Dec. 2011/Jan. 2012 / Point-Counterpoint

Should Congress Amend the Foreign Corrupt Practices Act?

The U.S. Chamber of Commerce is spearheading a drive to amend the Foreign Corrupt Practices Act. It suggests, among other proposals, that a company be able to invoke the existence of a corporate compliance policy as a defense.

Sarah Pray of the Open Society Policy Center argues that the Department of Justice already takes compliance programs into account at charging and sentencing. Creating a compliance defense, she says, could allow a company to escape liability for its intentional acts simply by virtue of having a policy it doesn’t follow. Bribery, says Pray, negatively impacts corporations with reputation damage and distorted prices. Consumers lose when they are no longer guaranteed the fairest price subject to competition and the open market.

Mike Koehler of Butler University calls the FCPA a fundamentally sound statute that nevertheless should not be immune from scrutiny. He says existing DOJ policy regarding compliance merely lessens the impact of legal exposure. It does not adequately recognize a company’s commitment to compliance, which should be recognized as a matter of law when a non-executive employee acts contrary to pre-existing policies.
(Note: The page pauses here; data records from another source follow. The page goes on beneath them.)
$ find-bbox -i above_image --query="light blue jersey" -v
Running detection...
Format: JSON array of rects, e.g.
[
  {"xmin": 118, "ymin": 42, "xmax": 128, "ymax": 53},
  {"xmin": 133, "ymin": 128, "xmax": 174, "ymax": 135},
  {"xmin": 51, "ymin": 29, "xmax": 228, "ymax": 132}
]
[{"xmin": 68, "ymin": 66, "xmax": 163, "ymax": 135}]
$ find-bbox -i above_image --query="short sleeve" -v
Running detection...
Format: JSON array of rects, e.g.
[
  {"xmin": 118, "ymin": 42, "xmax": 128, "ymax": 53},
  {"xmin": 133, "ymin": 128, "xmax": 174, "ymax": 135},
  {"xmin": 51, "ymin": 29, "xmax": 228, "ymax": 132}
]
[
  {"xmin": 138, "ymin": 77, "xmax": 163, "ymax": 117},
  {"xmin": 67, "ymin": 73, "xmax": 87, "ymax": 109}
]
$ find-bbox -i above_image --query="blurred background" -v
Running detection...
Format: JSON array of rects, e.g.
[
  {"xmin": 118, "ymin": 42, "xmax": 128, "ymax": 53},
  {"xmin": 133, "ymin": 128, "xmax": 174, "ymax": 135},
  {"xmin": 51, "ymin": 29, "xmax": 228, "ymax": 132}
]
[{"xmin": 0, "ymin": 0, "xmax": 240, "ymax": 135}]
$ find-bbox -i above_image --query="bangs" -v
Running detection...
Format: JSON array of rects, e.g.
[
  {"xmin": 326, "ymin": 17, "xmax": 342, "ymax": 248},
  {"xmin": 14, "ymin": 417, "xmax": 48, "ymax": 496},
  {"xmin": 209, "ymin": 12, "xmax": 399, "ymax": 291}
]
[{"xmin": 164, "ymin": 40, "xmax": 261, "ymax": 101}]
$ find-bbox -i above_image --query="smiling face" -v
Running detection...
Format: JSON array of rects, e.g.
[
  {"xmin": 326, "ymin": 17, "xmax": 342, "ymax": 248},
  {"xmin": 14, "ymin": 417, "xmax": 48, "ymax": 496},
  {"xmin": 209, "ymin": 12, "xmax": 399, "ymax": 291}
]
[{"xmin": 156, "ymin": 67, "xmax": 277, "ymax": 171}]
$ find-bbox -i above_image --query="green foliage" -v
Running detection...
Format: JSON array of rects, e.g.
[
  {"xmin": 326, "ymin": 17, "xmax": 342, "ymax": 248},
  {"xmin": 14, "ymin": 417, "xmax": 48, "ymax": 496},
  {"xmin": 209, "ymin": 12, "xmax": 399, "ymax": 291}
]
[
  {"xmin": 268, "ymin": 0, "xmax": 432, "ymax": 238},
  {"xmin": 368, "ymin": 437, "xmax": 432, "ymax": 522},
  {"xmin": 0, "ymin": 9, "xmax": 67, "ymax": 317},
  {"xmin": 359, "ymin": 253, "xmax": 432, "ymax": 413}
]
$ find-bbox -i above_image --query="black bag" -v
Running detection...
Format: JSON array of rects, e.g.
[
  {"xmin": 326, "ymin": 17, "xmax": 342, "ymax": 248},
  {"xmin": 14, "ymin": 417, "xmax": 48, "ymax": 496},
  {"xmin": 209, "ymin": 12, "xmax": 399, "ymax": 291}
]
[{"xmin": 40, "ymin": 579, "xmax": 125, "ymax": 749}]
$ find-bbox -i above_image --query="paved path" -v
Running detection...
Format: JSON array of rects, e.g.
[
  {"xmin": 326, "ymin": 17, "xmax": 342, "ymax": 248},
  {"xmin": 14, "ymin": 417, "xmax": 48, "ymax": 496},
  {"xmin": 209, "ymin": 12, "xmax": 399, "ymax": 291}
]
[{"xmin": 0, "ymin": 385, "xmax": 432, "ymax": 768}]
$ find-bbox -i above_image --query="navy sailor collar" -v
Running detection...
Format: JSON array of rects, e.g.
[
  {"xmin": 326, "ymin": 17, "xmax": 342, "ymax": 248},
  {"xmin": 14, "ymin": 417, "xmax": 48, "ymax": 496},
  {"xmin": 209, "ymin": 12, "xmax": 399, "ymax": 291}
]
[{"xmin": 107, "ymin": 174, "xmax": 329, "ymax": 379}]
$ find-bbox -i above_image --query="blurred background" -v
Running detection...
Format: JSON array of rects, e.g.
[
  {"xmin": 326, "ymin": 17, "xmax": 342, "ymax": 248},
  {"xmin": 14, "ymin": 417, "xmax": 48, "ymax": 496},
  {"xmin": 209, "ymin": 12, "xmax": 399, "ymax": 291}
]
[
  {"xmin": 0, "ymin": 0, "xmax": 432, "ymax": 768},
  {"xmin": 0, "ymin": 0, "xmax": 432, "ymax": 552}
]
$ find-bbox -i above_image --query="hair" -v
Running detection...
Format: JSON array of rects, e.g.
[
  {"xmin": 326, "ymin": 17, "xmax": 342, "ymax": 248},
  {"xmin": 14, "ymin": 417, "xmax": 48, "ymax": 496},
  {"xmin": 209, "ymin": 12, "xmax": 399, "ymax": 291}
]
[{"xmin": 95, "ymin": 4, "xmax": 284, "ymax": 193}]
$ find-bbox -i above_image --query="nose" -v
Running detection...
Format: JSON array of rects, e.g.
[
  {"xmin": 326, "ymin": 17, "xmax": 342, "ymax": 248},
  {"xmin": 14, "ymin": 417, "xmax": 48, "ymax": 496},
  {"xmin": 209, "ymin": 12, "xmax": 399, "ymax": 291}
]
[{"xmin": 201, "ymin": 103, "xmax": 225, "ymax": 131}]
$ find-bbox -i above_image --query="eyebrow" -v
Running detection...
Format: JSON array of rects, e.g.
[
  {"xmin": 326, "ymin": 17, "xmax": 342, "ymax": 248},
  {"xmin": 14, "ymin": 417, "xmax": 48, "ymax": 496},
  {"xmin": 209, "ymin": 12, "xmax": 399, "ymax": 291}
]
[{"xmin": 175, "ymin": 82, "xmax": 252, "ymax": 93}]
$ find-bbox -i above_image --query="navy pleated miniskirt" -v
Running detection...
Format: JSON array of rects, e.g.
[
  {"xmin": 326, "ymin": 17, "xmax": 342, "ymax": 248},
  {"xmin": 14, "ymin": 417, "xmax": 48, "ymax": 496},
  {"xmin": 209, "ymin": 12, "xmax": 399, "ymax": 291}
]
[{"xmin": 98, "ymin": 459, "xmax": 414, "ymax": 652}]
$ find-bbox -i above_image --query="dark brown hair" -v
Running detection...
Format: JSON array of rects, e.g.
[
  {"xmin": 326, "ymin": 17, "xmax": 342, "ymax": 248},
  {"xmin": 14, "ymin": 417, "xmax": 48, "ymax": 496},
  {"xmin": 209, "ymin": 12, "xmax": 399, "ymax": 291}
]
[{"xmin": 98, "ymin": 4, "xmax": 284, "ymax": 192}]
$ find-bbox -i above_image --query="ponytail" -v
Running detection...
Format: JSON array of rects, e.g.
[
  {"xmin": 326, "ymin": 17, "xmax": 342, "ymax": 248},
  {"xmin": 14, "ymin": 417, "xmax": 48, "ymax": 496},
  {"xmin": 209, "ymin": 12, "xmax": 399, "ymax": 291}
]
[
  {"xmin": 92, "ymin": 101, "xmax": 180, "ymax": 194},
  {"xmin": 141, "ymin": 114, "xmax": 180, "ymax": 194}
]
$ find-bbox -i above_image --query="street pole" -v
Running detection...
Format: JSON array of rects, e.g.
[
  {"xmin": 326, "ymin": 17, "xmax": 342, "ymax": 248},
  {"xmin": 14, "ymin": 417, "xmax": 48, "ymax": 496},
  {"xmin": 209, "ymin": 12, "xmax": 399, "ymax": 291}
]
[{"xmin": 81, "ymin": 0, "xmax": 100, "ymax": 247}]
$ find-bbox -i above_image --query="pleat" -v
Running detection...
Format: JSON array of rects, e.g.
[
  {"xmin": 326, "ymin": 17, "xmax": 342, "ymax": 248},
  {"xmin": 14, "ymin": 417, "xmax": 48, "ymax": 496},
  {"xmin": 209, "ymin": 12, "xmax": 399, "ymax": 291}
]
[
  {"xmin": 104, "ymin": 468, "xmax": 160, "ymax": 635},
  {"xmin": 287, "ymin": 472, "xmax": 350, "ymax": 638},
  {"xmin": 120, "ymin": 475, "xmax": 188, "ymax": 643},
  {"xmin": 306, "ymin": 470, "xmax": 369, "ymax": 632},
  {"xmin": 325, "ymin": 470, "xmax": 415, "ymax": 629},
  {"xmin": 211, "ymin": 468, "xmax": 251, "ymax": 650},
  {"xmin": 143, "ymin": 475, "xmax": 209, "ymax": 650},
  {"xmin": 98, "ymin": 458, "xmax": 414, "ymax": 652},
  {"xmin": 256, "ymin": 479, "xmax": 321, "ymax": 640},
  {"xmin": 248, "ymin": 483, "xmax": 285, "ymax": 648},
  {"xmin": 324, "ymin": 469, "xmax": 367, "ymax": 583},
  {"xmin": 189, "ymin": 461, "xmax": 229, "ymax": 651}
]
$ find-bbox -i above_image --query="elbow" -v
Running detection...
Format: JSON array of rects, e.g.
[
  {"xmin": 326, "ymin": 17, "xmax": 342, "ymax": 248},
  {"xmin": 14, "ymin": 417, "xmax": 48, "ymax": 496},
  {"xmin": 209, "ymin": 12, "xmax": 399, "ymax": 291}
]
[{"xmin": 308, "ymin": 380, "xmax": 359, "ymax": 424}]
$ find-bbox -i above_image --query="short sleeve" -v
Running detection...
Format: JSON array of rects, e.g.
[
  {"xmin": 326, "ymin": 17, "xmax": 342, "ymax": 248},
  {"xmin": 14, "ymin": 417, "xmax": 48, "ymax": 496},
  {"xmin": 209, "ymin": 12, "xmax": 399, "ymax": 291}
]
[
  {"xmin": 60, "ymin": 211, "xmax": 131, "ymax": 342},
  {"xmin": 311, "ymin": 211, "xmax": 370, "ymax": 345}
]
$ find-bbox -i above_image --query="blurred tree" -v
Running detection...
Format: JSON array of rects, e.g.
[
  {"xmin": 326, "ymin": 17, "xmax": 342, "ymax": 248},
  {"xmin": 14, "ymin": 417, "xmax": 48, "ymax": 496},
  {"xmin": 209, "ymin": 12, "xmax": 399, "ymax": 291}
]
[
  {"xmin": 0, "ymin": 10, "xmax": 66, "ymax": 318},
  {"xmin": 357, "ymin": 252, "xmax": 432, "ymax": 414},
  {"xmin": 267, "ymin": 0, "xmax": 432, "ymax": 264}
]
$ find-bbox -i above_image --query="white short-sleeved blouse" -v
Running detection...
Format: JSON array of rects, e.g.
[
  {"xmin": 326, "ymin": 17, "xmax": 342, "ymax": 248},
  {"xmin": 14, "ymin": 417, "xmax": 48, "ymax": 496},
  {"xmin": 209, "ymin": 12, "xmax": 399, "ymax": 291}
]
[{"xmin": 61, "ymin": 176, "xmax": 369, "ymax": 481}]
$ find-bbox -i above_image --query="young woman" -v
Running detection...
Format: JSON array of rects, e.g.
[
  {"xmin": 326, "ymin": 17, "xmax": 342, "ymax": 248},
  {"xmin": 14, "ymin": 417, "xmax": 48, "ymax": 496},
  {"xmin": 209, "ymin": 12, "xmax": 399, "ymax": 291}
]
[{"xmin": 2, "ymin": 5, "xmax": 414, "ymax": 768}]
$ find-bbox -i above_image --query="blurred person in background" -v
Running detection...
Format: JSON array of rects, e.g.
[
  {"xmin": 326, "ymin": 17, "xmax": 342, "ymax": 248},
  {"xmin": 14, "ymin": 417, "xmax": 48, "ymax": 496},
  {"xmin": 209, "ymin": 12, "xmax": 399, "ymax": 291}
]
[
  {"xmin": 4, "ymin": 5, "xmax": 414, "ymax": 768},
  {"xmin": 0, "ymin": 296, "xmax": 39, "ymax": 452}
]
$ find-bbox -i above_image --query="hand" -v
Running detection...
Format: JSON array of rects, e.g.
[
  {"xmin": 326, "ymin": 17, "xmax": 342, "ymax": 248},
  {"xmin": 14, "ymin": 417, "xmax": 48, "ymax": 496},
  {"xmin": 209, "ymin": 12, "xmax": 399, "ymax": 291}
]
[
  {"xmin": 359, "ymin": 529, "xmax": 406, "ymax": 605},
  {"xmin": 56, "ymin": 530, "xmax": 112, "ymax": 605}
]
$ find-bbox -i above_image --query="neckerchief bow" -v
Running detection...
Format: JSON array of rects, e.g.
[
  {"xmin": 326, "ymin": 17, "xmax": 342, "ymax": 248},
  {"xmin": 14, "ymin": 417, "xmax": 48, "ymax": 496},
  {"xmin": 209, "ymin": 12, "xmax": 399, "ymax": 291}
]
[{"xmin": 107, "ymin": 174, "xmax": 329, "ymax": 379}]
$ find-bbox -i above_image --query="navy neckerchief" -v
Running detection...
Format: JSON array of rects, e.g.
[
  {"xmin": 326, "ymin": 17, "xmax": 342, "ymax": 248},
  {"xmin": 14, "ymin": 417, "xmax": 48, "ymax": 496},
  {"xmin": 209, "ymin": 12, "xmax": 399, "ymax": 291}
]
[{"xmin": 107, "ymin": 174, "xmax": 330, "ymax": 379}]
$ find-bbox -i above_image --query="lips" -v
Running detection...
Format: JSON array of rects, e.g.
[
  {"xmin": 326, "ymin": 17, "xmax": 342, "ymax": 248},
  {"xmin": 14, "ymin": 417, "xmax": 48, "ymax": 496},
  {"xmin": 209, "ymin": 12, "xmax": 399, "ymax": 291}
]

He takes exception to claims that an FCPA compliance defense would reward “fig leaf” or “purely paper” compliance, or eliminate corporate criminal liability under the FCPA. A compliance defense would not be relevant to corrupt business organizations, activity engaged in or condoned by executive officers, or activity by any employee if it occurred in the absence of pre-existing compliance policies and procedures.